Oct 23, 2019Researcher’s quest for a red-juiced apple pays off
A trip to a Michigan State University (MSU) research field day this summer yielded a glimpse at an apple with rich red juice.
MSU Department of Horticulture Professor Steve van Nocker used a garlic press to crush a small apple. The resulting juice was dark enough that a thin splash was still ruby red.
The apple was part of a breeding line that he developed in recent years as part of the Michigan PureRed project.
“It won’t be of commercial value because the fruit is a little too small,” he said of the apple. “However, I showed you that to demonstrate the juice color – which is darker than any current red-juiced apple that we know of.”
Van Nocker spoke in late August at the Clarksville Research Station about his work to find cultivars bearing red-juiced apples. An international search identified more than 100 existing cultivars, which were whittled down to a subset of 10, and after a four-year period van Nocker and his colleagues had narrowed the search to three standouts: Otterson, Irene and Cranberry.
Then the group began its Michigan PureRed project by generating 17 breeding populations from the subset of 10 apple cultivars and some favorite mainstream commercial cultivars. The goal is to provide the state’s growers with reliable, profitable and versatile red-juiced varieties for commercial food processing uses including bottled juice products, ciders and natural colorants. While apple juice isn’t a glamorous venture for most apple growers, it could help supplement or diversify their farm operations.
“In years when fresh market production misses or prices are down, it provides some potential stability,” van Nocker said. “Growers generally don’t get excited talking about juice, since currently juice is made from fresh market fruit that don’t make the grade and prices are pretty low. Thinking about juice as a primary product will take getting used to.”
A red juice apple cultivar is much different than a red-fleshed culinary apple, van Nocker said.
“I’ve had some pretty good red- fleshed fruit, but the flesh color wasn’t a dark red and wouldn’t be optimal for red juice. Also, I don’t believe consumers would be big fans of red-fleshed apples for more than a novelty,” he said. “The same compounds that contribute to the red color – anthocyanins – and their related compounds, probably make the fruit astringent.” Some of the genetic material used in red-fleshed culinary apples comes from ornamental crab apple trees.

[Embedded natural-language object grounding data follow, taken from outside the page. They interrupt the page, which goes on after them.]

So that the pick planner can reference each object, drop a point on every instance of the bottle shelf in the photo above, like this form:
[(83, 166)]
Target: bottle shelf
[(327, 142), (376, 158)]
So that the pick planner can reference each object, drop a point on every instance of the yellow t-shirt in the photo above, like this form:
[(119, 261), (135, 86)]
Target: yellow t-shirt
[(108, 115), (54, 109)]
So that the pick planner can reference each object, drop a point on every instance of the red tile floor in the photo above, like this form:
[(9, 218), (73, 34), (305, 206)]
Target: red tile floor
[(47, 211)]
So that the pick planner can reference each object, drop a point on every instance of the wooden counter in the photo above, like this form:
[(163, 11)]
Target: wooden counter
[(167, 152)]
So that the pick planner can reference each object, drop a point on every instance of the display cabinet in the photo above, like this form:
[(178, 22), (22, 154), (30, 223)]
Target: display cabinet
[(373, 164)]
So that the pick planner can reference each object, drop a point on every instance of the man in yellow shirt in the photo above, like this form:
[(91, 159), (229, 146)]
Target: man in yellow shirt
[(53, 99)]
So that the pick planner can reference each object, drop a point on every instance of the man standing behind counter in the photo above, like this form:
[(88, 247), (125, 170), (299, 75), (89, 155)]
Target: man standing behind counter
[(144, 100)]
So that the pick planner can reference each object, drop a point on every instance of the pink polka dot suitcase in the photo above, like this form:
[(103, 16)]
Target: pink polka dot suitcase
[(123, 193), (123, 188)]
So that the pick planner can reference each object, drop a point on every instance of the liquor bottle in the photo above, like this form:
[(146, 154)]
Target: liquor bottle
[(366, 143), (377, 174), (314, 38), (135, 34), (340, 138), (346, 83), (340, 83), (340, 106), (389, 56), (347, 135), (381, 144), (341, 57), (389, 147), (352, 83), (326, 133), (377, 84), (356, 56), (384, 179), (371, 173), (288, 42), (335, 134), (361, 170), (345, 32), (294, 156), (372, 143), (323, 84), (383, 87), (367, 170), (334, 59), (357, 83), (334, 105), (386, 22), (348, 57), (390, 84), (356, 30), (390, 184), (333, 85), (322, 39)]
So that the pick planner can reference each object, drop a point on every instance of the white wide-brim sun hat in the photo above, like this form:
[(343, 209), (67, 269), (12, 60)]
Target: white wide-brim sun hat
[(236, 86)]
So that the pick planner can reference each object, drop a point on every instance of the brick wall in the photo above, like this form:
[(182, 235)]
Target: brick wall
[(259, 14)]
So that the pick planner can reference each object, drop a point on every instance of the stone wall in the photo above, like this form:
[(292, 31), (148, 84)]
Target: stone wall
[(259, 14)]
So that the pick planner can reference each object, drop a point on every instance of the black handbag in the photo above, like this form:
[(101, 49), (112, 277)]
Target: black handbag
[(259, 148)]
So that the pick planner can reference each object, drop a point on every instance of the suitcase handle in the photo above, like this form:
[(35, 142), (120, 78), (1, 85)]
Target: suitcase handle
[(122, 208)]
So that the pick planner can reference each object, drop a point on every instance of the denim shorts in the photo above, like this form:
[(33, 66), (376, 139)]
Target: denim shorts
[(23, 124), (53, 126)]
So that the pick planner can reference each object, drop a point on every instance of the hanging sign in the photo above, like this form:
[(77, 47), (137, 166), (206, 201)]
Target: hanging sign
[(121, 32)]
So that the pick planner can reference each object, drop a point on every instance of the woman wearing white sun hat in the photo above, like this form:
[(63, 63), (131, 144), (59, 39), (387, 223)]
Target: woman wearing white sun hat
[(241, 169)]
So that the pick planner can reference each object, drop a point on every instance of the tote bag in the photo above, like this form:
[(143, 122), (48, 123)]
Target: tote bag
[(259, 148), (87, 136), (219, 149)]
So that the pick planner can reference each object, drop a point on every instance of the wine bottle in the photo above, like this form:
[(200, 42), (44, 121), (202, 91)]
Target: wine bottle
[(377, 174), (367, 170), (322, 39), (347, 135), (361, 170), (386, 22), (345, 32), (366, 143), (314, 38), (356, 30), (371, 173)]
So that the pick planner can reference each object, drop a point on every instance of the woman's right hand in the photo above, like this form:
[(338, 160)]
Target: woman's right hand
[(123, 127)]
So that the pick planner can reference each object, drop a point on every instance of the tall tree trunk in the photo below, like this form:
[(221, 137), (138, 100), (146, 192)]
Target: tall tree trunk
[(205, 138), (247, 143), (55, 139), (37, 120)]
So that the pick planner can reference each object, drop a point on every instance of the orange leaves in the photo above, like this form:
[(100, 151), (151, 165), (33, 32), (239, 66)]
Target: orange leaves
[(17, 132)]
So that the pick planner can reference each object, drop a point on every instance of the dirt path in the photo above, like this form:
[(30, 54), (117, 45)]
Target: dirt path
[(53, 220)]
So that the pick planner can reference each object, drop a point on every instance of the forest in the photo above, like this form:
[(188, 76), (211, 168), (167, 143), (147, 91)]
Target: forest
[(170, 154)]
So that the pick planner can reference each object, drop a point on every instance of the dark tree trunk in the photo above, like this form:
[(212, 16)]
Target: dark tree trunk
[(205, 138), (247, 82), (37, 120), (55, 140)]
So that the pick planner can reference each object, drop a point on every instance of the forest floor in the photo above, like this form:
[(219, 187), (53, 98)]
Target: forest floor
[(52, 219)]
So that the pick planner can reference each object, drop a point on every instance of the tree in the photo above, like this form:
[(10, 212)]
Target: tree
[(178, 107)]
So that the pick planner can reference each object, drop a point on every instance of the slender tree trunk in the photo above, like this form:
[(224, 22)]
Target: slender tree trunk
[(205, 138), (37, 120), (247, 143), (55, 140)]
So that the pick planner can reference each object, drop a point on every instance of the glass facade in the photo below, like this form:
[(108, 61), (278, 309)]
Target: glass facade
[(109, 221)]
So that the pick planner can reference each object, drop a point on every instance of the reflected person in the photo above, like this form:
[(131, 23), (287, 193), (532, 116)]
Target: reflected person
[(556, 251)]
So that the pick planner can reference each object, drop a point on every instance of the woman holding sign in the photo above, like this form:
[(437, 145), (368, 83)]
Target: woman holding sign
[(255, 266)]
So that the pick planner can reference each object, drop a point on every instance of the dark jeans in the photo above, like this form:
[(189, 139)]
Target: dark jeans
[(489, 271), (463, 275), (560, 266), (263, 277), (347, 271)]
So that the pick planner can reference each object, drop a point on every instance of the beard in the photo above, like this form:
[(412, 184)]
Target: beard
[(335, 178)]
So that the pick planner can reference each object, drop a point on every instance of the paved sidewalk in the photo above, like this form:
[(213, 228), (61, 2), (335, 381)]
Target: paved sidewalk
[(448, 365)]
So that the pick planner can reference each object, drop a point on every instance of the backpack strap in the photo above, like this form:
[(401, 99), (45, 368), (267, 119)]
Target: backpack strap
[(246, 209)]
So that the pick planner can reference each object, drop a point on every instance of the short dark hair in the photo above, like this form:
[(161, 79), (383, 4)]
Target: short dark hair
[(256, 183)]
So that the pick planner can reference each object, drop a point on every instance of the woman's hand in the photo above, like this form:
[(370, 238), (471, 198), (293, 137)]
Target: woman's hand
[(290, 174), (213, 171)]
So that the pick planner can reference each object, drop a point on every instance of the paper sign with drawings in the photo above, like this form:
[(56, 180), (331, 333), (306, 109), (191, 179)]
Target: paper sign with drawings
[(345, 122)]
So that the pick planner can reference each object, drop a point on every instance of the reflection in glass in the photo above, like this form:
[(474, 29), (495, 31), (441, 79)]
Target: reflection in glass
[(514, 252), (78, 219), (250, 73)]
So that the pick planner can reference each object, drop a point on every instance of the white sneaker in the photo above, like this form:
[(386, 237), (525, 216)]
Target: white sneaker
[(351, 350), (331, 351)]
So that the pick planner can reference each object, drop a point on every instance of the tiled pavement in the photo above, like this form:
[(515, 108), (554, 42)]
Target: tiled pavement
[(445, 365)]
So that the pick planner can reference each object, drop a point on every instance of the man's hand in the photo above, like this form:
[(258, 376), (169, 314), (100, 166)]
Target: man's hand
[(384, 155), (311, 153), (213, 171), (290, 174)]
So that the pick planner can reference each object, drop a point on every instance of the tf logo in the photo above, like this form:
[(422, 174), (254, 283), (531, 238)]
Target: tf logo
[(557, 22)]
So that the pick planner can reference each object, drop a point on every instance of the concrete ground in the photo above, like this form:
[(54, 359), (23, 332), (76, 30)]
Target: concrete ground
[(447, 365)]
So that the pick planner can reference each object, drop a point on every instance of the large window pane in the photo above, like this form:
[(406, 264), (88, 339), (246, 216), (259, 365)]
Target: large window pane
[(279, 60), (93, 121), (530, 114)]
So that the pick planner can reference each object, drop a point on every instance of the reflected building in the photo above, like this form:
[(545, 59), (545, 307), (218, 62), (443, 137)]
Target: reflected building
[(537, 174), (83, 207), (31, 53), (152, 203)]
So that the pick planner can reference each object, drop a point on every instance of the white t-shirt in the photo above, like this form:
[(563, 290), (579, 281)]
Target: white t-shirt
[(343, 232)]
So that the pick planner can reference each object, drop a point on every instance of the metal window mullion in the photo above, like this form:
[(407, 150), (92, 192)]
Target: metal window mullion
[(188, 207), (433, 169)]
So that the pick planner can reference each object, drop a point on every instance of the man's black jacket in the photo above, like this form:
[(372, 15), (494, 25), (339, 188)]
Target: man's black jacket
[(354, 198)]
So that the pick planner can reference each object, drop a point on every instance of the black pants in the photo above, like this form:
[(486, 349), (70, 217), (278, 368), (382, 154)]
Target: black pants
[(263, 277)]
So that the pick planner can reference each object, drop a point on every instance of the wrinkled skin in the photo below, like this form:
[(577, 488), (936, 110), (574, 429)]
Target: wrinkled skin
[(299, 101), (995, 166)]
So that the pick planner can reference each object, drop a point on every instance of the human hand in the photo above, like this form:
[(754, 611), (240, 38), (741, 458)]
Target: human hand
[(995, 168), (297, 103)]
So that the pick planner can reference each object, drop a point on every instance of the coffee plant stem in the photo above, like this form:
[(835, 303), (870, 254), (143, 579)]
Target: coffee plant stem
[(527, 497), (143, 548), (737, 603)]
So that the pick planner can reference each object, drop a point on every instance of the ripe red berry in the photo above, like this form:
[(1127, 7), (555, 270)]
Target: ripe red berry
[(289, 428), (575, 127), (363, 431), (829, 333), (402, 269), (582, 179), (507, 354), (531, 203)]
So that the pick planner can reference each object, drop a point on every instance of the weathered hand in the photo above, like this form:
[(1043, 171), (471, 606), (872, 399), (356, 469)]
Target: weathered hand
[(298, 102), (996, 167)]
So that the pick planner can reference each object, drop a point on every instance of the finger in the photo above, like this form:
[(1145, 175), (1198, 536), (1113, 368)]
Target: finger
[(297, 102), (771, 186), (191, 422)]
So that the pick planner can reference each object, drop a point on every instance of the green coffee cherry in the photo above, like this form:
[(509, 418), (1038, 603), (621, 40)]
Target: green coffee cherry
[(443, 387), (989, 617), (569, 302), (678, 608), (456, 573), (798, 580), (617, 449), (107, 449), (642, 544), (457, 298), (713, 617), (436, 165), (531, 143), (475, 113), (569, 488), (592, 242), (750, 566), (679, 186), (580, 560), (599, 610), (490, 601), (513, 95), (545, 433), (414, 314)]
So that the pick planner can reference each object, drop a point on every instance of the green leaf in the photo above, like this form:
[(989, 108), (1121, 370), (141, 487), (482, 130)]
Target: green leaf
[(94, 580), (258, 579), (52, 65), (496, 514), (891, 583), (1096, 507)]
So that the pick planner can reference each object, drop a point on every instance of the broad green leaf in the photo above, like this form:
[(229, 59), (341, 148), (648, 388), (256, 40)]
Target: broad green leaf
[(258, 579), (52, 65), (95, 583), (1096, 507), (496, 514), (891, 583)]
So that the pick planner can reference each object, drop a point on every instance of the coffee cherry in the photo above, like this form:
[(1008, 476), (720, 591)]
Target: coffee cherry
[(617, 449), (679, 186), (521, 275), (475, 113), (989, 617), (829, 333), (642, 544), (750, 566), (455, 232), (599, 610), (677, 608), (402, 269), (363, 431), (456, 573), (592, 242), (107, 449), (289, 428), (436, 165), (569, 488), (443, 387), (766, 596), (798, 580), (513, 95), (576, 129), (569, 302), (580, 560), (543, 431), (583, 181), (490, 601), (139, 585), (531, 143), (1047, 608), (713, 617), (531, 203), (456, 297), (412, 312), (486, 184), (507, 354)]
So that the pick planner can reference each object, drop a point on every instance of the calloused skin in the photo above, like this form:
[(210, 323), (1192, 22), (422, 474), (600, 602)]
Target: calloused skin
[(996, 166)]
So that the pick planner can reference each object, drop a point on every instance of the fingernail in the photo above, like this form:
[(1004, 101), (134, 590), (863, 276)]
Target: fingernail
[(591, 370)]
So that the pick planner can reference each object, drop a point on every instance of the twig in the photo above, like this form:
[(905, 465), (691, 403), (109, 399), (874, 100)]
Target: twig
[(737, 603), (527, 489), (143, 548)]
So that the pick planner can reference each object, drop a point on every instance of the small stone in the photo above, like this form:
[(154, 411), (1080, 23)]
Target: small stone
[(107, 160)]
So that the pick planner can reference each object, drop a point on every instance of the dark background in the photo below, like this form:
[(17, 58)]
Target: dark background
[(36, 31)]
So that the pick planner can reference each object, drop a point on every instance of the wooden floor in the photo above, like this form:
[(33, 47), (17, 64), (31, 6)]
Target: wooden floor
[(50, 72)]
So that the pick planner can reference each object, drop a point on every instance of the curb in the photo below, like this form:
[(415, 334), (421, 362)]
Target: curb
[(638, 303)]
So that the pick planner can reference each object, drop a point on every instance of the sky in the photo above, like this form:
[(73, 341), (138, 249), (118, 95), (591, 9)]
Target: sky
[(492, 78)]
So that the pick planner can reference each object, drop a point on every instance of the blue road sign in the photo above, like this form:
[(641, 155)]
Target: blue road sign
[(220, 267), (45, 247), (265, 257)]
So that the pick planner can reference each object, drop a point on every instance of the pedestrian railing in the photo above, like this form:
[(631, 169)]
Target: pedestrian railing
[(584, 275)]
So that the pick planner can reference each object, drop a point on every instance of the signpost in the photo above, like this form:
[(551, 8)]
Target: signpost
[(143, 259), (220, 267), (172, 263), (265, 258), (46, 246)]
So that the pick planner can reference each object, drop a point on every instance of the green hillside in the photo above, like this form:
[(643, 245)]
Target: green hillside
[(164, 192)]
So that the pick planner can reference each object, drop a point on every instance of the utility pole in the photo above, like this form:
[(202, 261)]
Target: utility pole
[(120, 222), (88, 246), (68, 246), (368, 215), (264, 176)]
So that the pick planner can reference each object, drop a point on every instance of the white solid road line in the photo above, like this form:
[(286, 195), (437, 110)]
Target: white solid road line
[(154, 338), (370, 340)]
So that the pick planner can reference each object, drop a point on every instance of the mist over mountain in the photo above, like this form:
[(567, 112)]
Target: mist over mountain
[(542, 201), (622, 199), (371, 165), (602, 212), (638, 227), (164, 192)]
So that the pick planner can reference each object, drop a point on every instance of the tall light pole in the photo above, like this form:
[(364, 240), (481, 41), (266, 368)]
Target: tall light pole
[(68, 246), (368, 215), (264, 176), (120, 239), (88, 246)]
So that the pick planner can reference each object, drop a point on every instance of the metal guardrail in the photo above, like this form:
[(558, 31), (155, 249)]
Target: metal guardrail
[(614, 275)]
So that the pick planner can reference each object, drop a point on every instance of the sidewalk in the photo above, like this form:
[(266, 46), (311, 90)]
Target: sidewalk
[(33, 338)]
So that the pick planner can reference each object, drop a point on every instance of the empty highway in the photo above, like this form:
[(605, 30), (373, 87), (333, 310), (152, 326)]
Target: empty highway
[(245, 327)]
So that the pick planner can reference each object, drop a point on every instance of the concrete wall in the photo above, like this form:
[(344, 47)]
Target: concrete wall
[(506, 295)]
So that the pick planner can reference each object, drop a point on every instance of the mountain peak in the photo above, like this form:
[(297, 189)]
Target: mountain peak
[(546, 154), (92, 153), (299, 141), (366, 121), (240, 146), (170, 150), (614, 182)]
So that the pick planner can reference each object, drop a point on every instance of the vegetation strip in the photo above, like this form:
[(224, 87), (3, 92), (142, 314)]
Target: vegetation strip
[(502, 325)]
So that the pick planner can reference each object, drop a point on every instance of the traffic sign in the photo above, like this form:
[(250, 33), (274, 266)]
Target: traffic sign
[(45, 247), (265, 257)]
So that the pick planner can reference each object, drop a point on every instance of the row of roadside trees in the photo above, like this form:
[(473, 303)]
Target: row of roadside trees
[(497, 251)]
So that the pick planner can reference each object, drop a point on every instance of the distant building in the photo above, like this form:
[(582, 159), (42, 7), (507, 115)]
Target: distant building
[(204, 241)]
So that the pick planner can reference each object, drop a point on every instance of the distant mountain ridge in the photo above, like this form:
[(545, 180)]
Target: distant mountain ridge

The Michigan PureRed project has fewer than a dozen acres and less than 10,000 trees on five different sites around Michigan. Screening and selection have become more efficient since the gene primarily determining red flesh and juice has been identified.
While the new cultivars from the Michigan PureRed project are still in development, van Nocker said cuttings from the earlier project – the Otterson, Irene and Cranberry apple cultivars – are readily available.
“Growers can just ask and we can cut budwood from our MSU trees and ship it for a small fee,” he said. “These are also available from the USDA Plant Genetics Resources Unit in Geneva, New York.”
Otterson apples, which are about the size of tennis balls, have already been used for commercial production, and have been incorporated in hard ciders from two Michigan bottlers: Short’s Brewing in Bellaire and Left Foot Charley in Traverse City. Cider and juice from the red-juiced apples has won gold, silver and bronze awards at the Great Lakes International Cider and Perry competition.
“Otterson is the most vigorous and productive of the red-juiced cultivars, and doesn’t seem affected (so far) by the common apple diseases under minimalist management,” van Nocker said. “It’s grown very easily, and I think it might be great under organic regimes. In our planting at Clarksville this year, the yield for most trees was way down, and it probably is due to a very high yield last year. Of course, biennial bearing is not the best thing to see in an apple cultivar, so it might require some thinning. We’ll find out more about that this coming year.”
Red apple juice is high in anthocyanins and antioxidants, adding to its health benefits and marketability as an ingredient for food processing. “We haven’t had any communications with processors, but that might be premature as there is not so much fruit/ juice available yet,” van Nocker said. “The commercial products that we have used them in so far – hard ciders – seem to be successful, and cider makers are definitely interested.”